Well, the cans have landed, and are officially on sale now, with a big release party on Wednesday at the original location and the Blue Smokehouse. To learn a little more about what all went into canning at a brewpub, I sat down with head brewer Randy King late Tuesday afternoon.
“It’s really all about the pandemic,” he said. “Our sales were down to almost nothing, and we needed to figure out an outlet to sell beer. We’re taking baby steps, but we’ve got four-packs of cans right now and we’re selling just out of here and Nexus Blue Smokehouse.”
The initial can lineup features three of the best sellers at the brewery, plus one special offering for a limited time.
“They’re our biggest sellers, those (three) and IPA,” King said. “The Scotch Ale is our flagship beer. People really love it and we’re proud of it. Putting these three — Imperial Cream, Honey Chamomile Wheat, and Scotch Ale — were not even a (hard) decision. We’re going to do it. The IPA we sell just as much of, but we’re a little hesitant to jump in there.
“Black is Beautiful, I really thought it would be a fantastic idea to release as our first canned beer. It’s such a cool national collaboration. Our Black is Beautiful (proceeds) is going to the New Mexico Center on Law and Poverty. It’s just a one-off, obviously, but it’s a beautiful beer, it’s a beautiful can, and it’s a great cause to lead with for Nexus, especially as a black-owned brewery.”

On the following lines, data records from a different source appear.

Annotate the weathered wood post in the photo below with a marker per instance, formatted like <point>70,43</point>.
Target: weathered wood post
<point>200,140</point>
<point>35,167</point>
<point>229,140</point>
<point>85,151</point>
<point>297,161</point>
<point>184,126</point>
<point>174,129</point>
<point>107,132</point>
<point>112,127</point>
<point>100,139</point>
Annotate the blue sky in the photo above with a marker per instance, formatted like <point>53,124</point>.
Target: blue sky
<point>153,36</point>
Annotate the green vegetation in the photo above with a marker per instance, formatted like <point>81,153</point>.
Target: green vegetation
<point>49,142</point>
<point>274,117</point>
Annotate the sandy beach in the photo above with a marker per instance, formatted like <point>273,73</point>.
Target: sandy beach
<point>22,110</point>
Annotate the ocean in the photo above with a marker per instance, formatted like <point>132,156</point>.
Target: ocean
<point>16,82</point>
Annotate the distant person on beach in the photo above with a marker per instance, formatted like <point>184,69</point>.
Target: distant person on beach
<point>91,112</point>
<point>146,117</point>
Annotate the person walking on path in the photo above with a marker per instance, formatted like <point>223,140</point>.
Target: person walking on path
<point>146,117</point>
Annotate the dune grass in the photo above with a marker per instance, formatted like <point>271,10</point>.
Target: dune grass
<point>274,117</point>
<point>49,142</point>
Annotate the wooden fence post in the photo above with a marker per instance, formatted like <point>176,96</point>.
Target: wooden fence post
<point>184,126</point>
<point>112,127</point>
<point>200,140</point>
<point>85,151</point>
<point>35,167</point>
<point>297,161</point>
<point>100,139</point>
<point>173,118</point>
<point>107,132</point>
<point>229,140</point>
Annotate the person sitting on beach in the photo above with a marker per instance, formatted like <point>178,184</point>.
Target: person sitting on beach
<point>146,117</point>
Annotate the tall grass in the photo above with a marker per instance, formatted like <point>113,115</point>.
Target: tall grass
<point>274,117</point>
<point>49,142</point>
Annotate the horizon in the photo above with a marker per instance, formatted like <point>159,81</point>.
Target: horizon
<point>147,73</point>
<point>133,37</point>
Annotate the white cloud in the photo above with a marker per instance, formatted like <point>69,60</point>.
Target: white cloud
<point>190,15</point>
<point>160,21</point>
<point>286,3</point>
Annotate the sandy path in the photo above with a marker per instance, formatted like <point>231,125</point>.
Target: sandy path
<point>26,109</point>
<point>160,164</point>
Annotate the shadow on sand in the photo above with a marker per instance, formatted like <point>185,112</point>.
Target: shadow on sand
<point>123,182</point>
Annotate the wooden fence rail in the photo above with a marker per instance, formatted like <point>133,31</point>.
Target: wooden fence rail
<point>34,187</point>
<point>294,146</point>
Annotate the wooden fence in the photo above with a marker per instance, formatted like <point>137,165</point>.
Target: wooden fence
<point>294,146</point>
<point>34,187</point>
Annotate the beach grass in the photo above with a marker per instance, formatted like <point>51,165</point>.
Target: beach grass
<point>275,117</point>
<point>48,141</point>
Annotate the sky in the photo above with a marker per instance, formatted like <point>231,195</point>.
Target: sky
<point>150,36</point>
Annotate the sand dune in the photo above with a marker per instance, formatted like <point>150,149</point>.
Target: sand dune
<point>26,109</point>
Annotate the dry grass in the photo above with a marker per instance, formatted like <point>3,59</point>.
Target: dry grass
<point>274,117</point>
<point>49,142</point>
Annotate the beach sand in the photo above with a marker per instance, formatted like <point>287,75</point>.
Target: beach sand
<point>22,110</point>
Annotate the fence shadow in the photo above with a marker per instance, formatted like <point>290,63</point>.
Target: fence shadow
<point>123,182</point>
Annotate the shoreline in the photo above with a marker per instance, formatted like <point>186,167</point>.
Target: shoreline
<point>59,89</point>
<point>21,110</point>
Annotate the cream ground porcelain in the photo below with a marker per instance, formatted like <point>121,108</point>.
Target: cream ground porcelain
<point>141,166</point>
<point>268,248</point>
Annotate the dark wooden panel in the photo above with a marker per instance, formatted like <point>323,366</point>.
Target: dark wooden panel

The three main offerings are fairly unique among the current canned offerings across the state, with only Bosque offering up its Scotia Scotch Ale as a year-round counterpart to the Nexus Scotch Ale. Just about every brewery that cans has put its IPA out there, so King has a point in not offering that one right away with the shelves already packed with so many hop-forward beers.
King said he and his brewing team are still adjusting to adding canning to their list of daily tasks. He had previously worked on a canning line at his job before Nexus, but that was a while ago.
“It’s a slow process,” King said. “We’re only canning, I think our top speed is about four cans per minute, and I used to work on a machine that would do about 25 per minute. It’s a two-head, little cask canner. It’s pretty much the smallest commercial canner. I know Rowley (Farmhouse Ales) uses the same one we have. The Gosling by Wild Goose is a pretty similar canner.”
Owner Ken Carson had spoken in the past about having a small canning line, but it did not come to fruition until the pandemic restrictions forced the issue.
“Ken has talked about canning for years,” King said. “I was a little hesitant because we’re built like a pub and not as a production facility. I still stand by that, but COVID has some weird times, and we’ve got to figure out a way to get into the market. It’s definitely more profitable to sell beers by the pint than it is by the can.”
For now, the cans will only be on sale at the two Nexus taprooms.
“We still have a ways to go to get into the market,” King said. “Right now we’re just at these locations, but we would like to get into some grocery stores and liquor stores, but that’s not going to happen anytime soon. We’re testing the waters a little bit. We’d have to redesign a little bit, put a bar code on the labels to accommodate the stores.”
It has been fun to see how our breweries continue to adapt and evolve in the current state of affairs. We are certainly looking forward to taking some of those brews home in a more portable form.
A big thanks to Randy for the interview, a pint of Fest Bier, and four cans (one of each) to take home.